M, un quindicenne non accompagnato proveniente dalla Siria, è stato accettato per il ricongiungimento familiare e si recherà in Germania per vivere con suo zio. Il suo caso è stato presentato al di fuori delle rigide date di scadenza del regolamento di Dublino, a causa dei lunghi ritardi nella sua registrazione come richiedente asilo e della mancanza di sostegno legale o specifico per i minori offertogli in precedenza.

Tuttavia, con il supporto del Centro legale di Lesbo, è stata fatta una richiesta ai sensi delle clausole discrezionali del regolamento di Dublino (articolo 17.2 del regolamento UE 604/2013), che è stata finalmente accettata questa settimana.

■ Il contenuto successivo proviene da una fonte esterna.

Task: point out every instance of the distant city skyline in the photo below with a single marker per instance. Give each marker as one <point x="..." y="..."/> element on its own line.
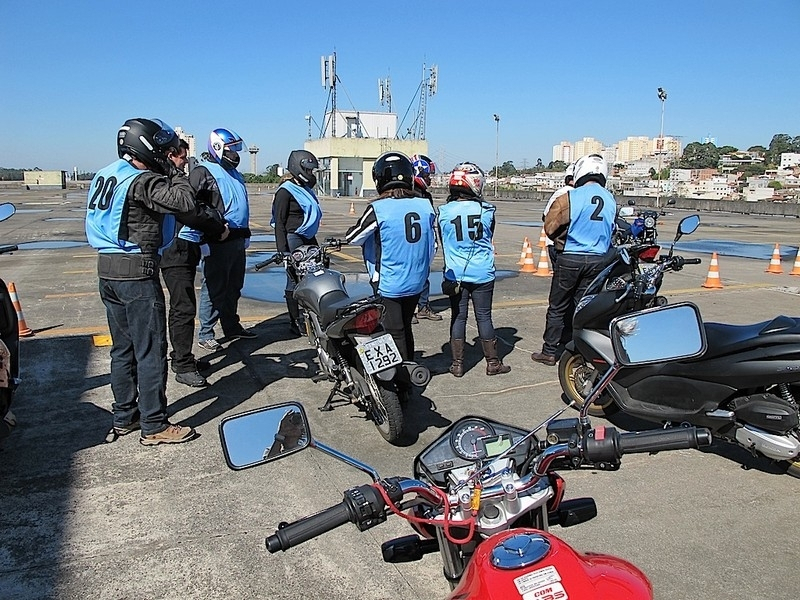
<point x="73" y="73"/>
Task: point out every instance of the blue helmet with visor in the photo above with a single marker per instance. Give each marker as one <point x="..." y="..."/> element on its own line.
<point x="224" y="146"/>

Il Centro legale di Lesbo ha anche lavorato con Equal Rights Beyond Borders per seguire il caso di A, una madre single dell’Afghanistan con due figlie minori, la cui domanda di ricongiungimento familiare ai sensi del regolamento di Dublino era stata respinta. Suo figlio dodicenne, che vive in Germania, è destinatario di un divieto di espulsione, un tecnicismo che lo esclude dal ricongiungimento familiare ai sensi del regolamento di Dublino (e del conseguente riconoscimento di protezione internazionale). Equal Rights Beyond Borders ha portato il caso della famiglia in tribunale e ha vinto, vale a dire che A e le sue figlie saranno in grado di unirsi al loro figlio e fratello in Germania!

Dati i continui attacchi da parte delle istituzioni europee e degli Stati membri contro i diritti dei migranti, successi come questi ci appaiono particolarmente decisivi e carichi di speranza.